Summary of explanation

The purpose here is to interpret what I couldn't understand just by reading a book while studying Deep Learning, and to remember it smoothly when I look back at it later. I will explain the contents of the code as carefully as possible, so I hope it will be helpful.

4.3 Gradient method

Previous article: Summary Note on Deep Learning -4.2 Loss Function- However, as explained, the purpose of neural network learning is to search for the optimum parameters and reduce the value of the loss function. So how do you specifically update the parameters? As a method, the gradient method explained this time is used.

Gradient method

First, I will briefly describe the flow of what is being done by the gradient method.

Specify the initial point * x *
Find the slope of the function at the point
Update point * x * based on slope
Repeat 2-3 until you find * x * with a slope of 0.

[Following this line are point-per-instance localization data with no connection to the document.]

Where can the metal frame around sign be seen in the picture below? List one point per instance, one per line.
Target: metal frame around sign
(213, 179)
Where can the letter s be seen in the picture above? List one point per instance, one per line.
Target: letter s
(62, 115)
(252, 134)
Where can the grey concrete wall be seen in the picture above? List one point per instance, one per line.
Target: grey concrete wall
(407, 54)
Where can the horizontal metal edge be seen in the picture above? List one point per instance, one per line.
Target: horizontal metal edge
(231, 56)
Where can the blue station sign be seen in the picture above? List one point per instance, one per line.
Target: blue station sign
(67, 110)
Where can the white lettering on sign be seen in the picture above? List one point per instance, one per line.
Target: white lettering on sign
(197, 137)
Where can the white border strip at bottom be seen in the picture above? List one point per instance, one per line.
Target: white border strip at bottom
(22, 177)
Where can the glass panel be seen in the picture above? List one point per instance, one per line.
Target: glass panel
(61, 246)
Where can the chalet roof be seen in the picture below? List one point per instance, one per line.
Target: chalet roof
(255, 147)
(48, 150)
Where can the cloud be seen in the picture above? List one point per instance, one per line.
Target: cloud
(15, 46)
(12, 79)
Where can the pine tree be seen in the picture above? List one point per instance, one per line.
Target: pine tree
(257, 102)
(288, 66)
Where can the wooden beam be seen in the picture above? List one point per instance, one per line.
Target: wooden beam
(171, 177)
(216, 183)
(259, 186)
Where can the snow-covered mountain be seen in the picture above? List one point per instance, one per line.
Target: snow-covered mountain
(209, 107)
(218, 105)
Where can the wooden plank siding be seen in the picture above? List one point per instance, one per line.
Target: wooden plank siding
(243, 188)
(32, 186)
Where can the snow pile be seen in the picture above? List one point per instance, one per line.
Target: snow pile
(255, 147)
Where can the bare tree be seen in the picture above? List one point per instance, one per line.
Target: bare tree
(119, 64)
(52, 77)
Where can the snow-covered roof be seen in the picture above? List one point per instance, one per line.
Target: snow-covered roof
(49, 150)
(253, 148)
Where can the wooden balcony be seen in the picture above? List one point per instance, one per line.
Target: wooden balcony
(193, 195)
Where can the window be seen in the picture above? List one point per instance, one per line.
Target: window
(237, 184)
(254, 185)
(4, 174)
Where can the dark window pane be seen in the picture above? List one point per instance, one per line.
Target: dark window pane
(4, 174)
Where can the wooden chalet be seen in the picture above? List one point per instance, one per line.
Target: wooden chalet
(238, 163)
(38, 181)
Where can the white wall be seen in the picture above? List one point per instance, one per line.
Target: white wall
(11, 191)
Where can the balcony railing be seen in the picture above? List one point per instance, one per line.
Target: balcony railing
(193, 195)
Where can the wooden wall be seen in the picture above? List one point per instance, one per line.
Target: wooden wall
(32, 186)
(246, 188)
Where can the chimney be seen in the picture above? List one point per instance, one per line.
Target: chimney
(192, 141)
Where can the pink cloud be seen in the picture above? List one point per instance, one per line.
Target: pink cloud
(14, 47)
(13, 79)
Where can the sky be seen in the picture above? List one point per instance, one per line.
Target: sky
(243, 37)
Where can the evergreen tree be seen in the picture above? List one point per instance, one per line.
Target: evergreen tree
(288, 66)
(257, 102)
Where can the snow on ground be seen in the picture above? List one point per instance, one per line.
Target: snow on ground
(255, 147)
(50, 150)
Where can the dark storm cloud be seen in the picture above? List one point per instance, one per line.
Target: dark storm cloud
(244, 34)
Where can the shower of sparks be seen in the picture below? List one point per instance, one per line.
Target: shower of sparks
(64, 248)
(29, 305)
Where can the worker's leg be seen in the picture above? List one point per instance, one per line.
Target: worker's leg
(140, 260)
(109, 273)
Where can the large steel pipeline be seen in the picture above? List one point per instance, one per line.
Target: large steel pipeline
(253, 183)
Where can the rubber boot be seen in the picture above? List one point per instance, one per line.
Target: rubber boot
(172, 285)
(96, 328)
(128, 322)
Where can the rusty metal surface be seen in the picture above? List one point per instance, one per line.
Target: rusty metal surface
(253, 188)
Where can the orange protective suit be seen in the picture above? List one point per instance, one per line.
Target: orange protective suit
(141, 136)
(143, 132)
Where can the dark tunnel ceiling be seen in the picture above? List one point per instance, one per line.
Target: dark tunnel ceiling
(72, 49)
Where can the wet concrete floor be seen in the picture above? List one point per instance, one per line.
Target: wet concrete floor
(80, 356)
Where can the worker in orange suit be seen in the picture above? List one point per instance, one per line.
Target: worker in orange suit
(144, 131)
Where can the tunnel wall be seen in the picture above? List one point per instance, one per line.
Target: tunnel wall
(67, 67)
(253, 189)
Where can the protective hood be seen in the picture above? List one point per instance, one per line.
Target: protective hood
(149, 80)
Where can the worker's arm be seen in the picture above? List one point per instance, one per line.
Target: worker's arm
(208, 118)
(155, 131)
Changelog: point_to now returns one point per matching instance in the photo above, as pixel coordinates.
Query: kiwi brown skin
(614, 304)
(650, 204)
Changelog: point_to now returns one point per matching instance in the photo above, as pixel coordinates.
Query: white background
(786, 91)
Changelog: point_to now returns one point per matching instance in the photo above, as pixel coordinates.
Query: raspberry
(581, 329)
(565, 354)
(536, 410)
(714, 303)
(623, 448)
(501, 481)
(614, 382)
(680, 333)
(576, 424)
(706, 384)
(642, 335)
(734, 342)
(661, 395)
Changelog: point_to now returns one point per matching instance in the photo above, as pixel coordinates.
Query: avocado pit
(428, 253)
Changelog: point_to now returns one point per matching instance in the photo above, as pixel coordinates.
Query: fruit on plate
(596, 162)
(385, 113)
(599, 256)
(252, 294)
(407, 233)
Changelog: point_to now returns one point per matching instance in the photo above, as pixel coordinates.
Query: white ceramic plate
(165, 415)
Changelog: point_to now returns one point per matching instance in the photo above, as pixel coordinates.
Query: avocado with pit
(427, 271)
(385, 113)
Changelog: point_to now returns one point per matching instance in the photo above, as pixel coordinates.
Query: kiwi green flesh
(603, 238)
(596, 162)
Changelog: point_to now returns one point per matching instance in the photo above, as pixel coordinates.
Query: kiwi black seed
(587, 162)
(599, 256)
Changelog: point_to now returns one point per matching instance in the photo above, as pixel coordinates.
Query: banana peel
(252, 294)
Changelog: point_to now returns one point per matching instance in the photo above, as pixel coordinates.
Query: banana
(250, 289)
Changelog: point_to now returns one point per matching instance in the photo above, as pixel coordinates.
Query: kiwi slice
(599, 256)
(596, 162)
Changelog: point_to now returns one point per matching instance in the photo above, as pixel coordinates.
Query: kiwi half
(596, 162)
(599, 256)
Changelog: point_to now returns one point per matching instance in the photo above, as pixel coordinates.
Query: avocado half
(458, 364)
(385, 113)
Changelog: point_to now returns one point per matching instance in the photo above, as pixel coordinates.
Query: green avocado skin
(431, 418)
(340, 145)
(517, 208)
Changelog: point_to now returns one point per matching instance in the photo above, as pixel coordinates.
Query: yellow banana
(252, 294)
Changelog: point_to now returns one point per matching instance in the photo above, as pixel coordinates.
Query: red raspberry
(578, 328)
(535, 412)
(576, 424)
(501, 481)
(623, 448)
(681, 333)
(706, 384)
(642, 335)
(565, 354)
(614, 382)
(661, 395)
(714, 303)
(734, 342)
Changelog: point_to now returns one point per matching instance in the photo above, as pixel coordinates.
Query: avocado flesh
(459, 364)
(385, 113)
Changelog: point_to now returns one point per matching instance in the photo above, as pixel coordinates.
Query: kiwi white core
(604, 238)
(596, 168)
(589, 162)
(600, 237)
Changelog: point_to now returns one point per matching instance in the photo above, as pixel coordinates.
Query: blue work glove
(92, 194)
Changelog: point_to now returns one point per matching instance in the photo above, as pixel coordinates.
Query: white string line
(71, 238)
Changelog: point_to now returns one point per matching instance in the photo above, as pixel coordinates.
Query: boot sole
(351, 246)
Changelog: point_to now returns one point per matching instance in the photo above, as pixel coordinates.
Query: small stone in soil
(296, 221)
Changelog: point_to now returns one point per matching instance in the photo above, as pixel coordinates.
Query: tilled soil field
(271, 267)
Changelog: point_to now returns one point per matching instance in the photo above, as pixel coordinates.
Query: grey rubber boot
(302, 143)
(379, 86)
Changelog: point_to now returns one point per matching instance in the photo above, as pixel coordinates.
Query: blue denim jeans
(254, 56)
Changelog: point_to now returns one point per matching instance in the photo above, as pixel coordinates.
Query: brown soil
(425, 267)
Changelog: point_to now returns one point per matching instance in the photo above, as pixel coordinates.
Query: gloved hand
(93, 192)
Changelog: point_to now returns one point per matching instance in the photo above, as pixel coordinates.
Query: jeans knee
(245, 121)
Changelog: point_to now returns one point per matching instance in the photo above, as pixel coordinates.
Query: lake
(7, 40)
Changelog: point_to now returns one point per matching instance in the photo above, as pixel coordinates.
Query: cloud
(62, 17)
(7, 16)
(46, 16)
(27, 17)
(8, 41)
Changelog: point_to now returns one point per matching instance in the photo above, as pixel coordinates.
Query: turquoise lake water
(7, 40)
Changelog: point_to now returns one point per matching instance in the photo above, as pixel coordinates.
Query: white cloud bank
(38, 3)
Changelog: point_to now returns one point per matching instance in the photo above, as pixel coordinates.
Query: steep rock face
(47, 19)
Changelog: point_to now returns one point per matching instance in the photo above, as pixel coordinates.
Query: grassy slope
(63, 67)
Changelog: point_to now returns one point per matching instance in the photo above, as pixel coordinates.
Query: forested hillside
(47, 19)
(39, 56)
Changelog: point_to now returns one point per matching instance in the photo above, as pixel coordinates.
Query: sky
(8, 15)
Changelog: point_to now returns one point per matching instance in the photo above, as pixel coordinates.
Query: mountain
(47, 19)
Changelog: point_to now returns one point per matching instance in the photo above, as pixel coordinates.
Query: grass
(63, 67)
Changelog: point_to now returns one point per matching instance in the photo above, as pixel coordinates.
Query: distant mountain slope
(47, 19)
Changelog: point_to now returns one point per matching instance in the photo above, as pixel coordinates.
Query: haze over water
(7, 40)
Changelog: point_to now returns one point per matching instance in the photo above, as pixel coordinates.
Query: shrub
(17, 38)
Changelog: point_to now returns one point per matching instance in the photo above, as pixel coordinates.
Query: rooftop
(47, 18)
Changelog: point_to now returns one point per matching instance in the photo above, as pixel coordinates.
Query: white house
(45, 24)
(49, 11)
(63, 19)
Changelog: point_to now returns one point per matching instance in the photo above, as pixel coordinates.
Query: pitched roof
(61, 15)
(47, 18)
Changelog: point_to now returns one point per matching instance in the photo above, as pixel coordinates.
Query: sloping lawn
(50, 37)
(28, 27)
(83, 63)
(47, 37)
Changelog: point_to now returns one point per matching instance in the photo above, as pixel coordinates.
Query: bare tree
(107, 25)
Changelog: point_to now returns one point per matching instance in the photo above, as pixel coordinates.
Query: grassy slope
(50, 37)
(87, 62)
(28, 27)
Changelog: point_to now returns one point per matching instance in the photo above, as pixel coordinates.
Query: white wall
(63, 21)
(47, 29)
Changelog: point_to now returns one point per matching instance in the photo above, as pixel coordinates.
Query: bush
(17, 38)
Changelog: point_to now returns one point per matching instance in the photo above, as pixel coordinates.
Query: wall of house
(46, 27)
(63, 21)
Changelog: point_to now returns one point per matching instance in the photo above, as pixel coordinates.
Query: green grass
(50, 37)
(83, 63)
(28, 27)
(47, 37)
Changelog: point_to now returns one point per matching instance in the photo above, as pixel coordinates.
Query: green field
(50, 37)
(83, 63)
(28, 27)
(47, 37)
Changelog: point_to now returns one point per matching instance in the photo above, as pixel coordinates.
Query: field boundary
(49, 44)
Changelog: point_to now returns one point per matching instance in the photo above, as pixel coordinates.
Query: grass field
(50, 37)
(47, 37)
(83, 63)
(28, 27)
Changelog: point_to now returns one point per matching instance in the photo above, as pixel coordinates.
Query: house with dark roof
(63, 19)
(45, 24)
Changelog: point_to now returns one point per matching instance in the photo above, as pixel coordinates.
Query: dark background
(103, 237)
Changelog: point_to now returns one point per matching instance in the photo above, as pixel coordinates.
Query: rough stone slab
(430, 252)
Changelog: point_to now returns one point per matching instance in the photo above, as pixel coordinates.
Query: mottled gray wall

In the gradient method, the name differs depending on whether the purpose is to find the minimum value or the maximum value. The former is ** gradient decent method **, The latter is ** gradient ascent method. Called. This time, I will explain using ** gradient descent ** </ font>, which often appears in neural networks, as an example.

Formula

The formula of the gradient method is as follows

x = x -n\frac{\partial f}{\partial x}

Indicated by. As you can see from the mathematical formula, the function f (x) is differentiated with respect to x to obtain the slope. Multiply this by n and subtract from the current point to update the point. When the slope of the function f (x) becomes 0, the derivative value becomes 0 and the parameter is not updated.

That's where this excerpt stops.